You can also drive this from a connector: set RegisterEmbeddingFields() for the fields you want embedded when you call CreateNodeSchemaAsync<T>().

Top-k and thresholds

  • Take(k) sets the number of nearest neighbors to return. Most chat/RAG flows use k = 8. Most "similar items" UIs use k = 5–10.
  • Threshold drops candidates below a minimum similarity. Without one, the search always returns k results, even when none are actually similar. Start at 0.55–0.65 and tune.
return Q().StartAtSimilarText("Apple screen issue",
                              nodeTypes: new[] { "Ticket" },
                              count: 10,
                              minScore: 0.6f)
          .EmitWithScores();

The most powerful pattern in Curiosity: combine semantic similarity with graph constraints. The vector search runs only within a target set computed by a graph traversal.

// Similar tickets, but only those for products from a specific manufacturer
class SimilarRequest { public string Query { get; set; } public string Manufacturer { get; set; } }
var req = Body.FromJson<SimilarRequest>();

return Q().StartAtSimilarText(req.Query,
                              nodeTypes: new[] { "Ticket" },
                              count: 100)
          .IsRelatedTo(Node.GetUID("Manufacturer", req.Manufacturer))
          .EmitWithScores();

This is fast (the candidate set is bounded by the graph filter) and precise (semantic neighbors that aren't related to the manufacturer never make it to ranking).

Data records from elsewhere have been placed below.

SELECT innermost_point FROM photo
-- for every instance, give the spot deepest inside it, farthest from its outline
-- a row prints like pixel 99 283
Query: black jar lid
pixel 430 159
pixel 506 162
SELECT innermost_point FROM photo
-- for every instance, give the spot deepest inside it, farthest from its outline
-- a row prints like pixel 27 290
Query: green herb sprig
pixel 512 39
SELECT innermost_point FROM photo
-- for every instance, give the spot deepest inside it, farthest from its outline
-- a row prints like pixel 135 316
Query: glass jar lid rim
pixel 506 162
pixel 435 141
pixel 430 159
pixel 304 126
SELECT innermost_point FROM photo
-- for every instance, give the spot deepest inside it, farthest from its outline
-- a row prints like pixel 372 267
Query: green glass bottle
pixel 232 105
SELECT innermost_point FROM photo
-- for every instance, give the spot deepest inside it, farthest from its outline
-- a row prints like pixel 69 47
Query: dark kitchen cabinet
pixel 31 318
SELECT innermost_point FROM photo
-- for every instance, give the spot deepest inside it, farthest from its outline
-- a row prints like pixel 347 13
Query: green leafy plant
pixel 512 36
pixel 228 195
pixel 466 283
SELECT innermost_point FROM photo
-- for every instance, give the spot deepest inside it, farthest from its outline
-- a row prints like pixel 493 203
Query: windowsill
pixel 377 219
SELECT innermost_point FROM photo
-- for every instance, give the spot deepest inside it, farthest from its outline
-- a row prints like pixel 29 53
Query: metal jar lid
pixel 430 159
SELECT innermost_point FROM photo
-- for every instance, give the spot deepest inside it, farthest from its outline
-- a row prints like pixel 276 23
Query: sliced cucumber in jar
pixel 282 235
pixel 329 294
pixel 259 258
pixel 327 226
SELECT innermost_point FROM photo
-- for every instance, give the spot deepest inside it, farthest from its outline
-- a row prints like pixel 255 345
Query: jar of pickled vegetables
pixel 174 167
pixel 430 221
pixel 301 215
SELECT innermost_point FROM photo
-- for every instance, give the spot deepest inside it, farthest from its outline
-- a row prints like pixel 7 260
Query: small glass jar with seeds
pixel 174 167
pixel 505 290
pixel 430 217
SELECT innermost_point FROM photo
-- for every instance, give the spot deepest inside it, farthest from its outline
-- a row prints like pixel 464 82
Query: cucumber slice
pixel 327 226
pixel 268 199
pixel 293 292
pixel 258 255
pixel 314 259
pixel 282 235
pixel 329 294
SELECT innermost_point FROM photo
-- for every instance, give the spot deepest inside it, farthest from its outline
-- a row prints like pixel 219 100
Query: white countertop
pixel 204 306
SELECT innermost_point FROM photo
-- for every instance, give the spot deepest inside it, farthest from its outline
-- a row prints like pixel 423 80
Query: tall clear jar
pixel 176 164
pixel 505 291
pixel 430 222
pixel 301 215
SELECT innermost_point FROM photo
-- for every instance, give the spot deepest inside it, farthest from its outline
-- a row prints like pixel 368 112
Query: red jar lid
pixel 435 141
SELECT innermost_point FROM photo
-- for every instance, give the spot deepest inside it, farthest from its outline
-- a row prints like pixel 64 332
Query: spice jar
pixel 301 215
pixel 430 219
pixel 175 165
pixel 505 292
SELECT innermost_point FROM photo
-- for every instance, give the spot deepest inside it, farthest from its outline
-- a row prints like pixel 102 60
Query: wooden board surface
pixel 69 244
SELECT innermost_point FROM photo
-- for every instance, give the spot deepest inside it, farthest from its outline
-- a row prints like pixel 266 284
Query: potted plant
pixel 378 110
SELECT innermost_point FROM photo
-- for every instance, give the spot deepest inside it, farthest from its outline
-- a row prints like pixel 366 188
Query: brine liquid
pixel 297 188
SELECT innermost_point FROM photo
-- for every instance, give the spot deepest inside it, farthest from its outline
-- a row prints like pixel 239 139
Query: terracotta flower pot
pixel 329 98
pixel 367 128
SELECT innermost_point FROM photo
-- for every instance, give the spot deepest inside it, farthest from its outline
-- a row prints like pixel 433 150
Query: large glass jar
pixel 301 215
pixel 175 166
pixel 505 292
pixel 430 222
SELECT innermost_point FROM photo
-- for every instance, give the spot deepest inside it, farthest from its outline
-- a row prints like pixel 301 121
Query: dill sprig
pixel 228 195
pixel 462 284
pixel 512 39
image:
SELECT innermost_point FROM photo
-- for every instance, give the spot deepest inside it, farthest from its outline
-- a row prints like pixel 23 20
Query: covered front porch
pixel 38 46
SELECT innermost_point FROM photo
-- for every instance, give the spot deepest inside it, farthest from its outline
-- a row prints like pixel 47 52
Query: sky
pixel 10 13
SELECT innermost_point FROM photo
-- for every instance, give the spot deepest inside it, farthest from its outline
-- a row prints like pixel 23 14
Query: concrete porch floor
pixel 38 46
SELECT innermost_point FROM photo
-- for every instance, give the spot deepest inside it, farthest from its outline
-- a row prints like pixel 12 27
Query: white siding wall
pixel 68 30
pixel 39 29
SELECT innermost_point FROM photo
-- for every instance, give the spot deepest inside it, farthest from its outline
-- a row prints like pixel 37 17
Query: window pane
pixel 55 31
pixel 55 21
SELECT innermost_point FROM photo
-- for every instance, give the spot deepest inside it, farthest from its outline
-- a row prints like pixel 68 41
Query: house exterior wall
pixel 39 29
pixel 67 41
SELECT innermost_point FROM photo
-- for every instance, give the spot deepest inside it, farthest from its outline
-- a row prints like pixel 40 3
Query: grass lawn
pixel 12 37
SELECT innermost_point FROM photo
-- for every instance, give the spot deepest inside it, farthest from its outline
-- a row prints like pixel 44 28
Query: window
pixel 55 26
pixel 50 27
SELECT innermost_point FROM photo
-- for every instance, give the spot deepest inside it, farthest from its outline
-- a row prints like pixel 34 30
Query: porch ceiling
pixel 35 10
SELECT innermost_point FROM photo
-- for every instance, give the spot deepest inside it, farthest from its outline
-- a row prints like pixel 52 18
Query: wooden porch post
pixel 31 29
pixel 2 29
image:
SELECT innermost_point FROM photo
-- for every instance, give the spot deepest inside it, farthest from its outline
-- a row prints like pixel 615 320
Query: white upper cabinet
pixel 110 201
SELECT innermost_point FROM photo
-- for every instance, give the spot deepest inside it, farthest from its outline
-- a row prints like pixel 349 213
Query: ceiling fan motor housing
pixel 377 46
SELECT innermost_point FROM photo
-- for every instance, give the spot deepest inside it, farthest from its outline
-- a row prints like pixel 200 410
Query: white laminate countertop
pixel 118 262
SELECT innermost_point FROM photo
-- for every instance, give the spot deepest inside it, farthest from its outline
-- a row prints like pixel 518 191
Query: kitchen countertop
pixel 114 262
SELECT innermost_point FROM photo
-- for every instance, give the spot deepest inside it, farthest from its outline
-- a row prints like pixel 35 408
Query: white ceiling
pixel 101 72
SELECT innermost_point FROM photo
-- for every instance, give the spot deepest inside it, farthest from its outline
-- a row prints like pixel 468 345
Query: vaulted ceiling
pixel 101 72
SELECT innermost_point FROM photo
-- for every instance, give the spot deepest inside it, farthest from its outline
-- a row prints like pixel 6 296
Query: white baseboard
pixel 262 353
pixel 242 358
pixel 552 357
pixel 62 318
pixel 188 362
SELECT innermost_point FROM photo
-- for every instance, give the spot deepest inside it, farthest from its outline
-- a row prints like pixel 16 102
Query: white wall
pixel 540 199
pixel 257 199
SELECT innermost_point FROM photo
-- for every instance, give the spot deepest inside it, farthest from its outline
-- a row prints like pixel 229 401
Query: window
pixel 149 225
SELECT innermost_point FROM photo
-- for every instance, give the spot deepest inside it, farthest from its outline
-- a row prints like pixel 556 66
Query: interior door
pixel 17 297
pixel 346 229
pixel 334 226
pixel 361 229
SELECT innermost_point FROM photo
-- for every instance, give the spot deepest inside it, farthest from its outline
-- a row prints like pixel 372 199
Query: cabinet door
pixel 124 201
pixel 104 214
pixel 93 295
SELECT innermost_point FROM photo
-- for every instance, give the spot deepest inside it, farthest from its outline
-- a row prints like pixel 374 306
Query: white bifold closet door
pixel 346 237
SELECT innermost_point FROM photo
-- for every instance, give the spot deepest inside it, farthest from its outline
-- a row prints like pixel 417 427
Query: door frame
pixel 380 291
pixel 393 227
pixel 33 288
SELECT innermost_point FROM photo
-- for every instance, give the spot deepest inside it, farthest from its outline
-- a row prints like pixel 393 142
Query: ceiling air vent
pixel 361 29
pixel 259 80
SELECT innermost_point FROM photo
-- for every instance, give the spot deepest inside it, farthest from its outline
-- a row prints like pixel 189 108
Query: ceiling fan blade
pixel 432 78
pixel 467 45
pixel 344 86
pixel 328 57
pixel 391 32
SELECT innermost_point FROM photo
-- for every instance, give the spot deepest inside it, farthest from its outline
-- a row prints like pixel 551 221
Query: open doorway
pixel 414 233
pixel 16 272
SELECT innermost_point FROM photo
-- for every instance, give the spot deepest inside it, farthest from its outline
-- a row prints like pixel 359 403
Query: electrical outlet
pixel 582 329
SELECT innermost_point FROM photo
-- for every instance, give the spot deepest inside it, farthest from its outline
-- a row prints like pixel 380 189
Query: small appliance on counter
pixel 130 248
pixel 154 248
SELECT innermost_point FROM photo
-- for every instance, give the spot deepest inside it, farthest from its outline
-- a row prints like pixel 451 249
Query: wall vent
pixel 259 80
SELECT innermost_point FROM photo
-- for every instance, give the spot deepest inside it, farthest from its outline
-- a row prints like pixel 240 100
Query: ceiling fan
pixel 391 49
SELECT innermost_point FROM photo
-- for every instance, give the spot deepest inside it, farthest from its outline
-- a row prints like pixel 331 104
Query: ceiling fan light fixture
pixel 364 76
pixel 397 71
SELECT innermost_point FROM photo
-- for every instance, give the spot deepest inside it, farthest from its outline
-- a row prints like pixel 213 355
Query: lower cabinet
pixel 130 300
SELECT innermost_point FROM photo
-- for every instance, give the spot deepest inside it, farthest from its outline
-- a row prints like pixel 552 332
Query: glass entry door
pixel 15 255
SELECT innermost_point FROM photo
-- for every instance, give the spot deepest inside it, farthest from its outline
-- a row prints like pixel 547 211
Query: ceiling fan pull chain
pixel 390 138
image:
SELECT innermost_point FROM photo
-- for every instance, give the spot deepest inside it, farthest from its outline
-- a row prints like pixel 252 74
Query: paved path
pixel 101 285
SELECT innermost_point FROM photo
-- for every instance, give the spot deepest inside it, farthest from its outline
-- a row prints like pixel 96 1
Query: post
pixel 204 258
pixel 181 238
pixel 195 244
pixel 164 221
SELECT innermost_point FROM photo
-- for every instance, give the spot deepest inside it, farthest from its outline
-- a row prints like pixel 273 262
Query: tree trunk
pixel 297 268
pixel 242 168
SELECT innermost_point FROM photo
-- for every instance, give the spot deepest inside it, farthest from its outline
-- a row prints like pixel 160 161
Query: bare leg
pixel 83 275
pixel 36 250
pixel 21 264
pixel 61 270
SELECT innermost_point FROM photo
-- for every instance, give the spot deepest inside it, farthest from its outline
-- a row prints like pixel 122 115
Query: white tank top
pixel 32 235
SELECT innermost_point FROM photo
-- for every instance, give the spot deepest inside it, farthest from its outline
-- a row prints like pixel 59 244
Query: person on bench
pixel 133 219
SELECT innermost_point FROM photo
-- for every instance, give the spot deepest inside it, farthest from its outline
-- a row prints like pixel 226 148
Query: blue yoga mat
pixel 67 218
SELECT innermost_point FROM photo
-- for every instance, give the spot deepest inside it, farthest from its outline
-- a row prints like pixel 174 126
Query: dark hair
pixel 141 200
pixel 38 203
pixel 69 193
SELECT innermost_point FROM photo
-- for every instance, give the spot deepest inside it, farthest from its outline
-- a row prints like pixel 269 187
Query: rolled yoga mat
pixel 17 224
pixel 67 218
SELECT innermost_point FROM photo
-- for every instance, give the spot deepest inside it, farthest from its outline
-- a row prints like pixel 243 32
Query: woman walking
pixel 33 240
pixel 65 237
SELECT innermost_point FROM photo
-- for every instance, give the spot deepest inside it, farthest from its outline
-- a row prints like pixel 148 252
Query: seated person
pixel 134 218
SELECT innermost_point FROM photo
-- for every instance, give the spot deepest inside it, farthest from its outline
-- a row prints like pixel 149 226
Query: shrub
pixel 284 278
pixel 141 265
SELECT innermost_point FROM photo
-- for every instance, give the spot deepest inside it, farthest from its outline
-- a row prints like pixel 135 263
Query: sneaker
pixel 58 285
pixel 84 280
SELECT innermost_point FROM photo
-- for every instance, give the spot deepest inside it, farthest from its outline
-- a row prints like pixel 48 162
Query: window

Use the user-context variant for any user-facing surface:

var search = SearchRequest.For(req.Query);
search.BeforeTypesFacet = new([] { "Ticket" });
// hybrid: text + vector both filtered by user permissions
var query = await Graph.CreateSearchAsUserAsync(search, CurrentUser, CancellationToken);
return query.Take(10).Emit("N");

The ACL filter is applied to the candidate set before ranking, so the user never sees nodes they can't access.

Multilingual behavior

A multilingual embedding model produces vectors that compare across languages: a French query can match an English document if their meaning matches. Behavior to verify when you turn this on:

  • The model actually supports your languages (consult the model docs).
  • Stop-word and stemming behavior aligns with your dominant language.
  • Test a small set of cross-language queries against known matches.

If your content is split per language and users don't expect cross-language results, configure separate fields per language and turn off cross-language retrieval.

Failure modes

Symptom Likely cause
Vector search returns nothing Embedding provider unreachable, or the embeddings haven't been built yet. Check Settings → AI Settings.
Vector search returns irrelevant results Threshold is too low. Raise minScore.
Vector search returns the same item across many queries Chunking is too aggressive — one document dominates. Increase chunk size or trim boilerplate.
Quality regressed after a model switch You're comparing vectors from different models. Re-embed the corpus.
Latency p95 spiked Provider rate-limited, or queue depth grew during a large rebuild.

See Troubleshooting → search.

Common pitfalls

  • Embedding everything: indexes get huge, retrieval gets diluted, costs balloon. Embed user-facing long text only.
  • No grounding: passing raw similarity results to an LLM without facets or graph constraints produces hallucination-prone answers.
  • No evaluation set: relevance regresses silently after model or chunking changes. Maintain a small set of golden queries.
  • Chunks without overlap: a query that lands on a chunk boundary misses the match.